The words used were not dissected at the time and there was relief at Kate’s announcement in 2024 that that she was“cancer-free”. Kate and Prince William and their family then engaged in a series of very public activities and pursuits.
However, Mills’ remarks cannot be easily dismissed as she is a member of the so-called privileged royal rota, a group of royal journalists working for British media who cooperate with the palace and receive reliable information.
Oncologists ridiculed the terminology‘precancerous cells’ saying you either have cancer or you don’t’

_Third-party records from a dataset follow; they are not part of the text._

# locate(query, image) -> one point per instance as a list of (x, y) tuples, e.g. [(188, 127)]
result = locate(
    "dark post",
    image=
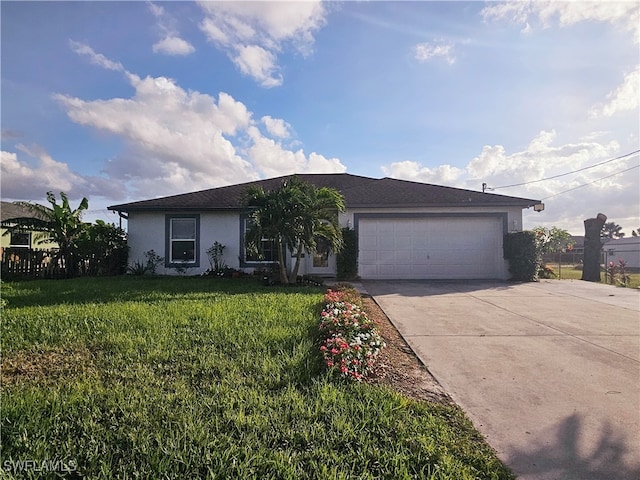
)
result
[(592, 247)]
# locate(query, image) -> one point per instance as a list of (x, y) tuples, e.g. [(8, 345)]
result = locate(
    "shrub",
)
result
[(347, 258), (617, 273), (522, 252), (351, 341)]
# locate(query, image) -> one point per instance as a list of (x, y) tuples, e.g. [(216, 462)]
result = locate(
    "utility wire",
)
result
[(585, 184), (573, 171)]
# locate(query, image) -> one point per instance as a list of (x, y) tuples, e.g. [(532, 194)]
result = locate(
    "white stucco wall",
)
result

The palace usually gets errors made by these journalists corrected, and the fact a correction wasn’t immediately made by such a hugely experienced and well-connected palace journalist is significant. British commentator Narinder Kaur, who sometimes appears on the U.K.’s biggest breakfast talk show, GMB, even claimed that Kate “never had cancer.”
Speculation then went wild when a ‘happy family’ photograph, intended to re-assure, was widely circulated and found to be heavily altered. It was subsequently “killed off” as a fake which Kate admitted but perhaps so instructed in order to draw attention from the palace bumbling PR clowns.
All very strange and, as usual, secretive. It creates speculation and begs the question, ‘why do they always hide or distort the truth from us which invites doubt?